After a pullback that might have shaken the confidence of any Johnny-come-lately’s to the stock market party, all was right with the world again yesterday as stocks rebounded 2% or so. The big bounce came on the heels of a GDP report that was better than expected and the return of the demise of the dollar trade.

Frankly, it makes little sense that the dollar would fall on the back of a stronger than expected economic report and a pretty decent pop higher in interest rates. However, if you’ve been paying attention lately you’ll recognize that the buck has been inversely linked to stocks – at least from a program trading standpoint – for some time now. Thus, with the better economic news came a return of the odd couple trade: buy stocks and sell the dollar.

Although things don’t always make sense in the markets (like the dollar falling on a day when interest rates rise), it is important to remember that our goal each morning is to identify the drivers of the market action. If we can stay in tune with what traders are doing from a short-term perspective, our hope is that we are unlikely to be fooled by anything that happens from a bigger-picture standpoint.

The good news is that things did make sense yesterday from a stock market perspective. Word that the economy expanded for the first time in a year and that the rate of growth for the third quarter (+3.5%) was actually stronger than analysts had expected (consensus was set at +3.2%) was welcome news to the bull camp. And to hear our heroes in horns tell it, the fact that the better-than-expected data on the economy was driven by PCE (personal consumption expenditures), which increased by the highest amount since Q1 2007, means that there is hope for the consumer – and the holiday shopping season.

The bulls also hope that yesterday’s romp to the upside will be enough to send the bears back into hibernation for a while. Although there was some damage inflicted to the market internals on the way down in terms of momentum and the fact that the Russell 2000 put in a “lower low” on the chart, the glass-is-half-full crowd points to the fact that the venerable DJIA did not ever breach its 50-day moving average (although the S&P, NASDAQ, and Russell did) during the selloff and has now moved back above its 25 dma. Why do we care, you ask? Because in short, traders tend to use these two popular moving averages to define the trend from an short and intermediate-term standpoint.
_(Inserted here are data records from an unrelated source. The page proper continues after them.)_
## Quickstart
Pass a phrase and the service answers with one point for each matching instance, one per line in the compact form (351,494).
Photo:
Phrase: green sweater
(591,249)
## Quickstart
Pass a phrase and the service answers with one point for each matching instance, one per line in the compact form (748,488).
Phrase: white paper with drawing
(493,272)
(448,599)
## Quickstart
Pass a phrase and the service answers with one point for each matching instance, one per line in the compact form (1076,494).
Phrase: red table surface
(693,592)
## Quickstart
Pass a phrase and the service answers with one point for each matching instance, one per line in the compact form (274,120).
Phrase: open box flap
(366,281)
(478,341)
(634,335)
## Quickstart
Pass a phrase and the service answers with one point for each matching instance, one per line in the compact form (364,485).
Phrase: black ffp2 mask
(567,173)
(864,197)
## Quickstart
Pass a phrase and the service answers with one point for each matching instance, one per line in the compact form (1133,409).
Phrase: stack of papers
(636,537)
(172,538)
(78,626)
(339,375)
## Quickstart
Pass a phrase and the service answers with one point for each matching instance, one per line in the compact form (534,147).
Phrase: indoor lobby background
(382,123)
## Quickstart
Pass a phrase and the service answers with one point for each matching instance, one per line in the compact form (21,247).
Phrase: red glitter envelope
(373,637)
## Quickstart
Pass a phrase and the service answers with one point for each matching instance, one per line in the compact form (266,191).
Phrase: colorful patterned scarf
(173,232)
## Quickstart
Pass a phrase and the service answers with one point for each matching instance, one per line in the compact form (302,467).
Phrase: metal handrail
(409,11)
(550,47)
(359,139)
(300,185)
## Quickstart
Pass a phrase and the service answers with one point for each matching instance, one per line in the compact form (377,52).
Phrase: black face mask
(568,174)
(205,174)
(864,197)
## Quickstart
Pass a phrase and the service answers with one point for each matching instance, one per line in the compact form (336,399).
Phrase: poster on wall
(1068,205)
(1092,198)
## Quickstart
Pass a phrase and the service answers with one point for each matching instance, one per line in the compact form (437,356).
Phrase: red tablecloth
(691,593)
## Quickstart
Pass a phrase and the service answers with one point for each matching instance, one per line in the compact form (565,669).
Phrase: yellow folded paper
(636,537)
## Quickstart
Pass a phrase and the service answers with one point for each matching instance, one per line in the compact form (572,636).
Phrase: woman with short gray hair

However, before anyone breaks into song over yesterday’s pop higher (Happy Days are Here Again seems to be the appropriate lyrical analogy), we should probably keep in mind that there are still a lot of questions about the sustainability of the economic advance. Most of the analysts I respect contend that what looks like a “V” right now may turn into something shaped more like a square-root sign in the coming months. So, while it is okay to enjoy yesterday’s fun in the sun, this is no time to get complacent.

Turning to this morning, the reports on Personal Income and Spending came in right in line with the consensus estimates. Incomes were unchanged while spending fell by -0.5% in September. In addition, the Employment Cost Index confirmed what everybody already knows – there is no inflation in the pipeline (especially on the wages front) at the present time.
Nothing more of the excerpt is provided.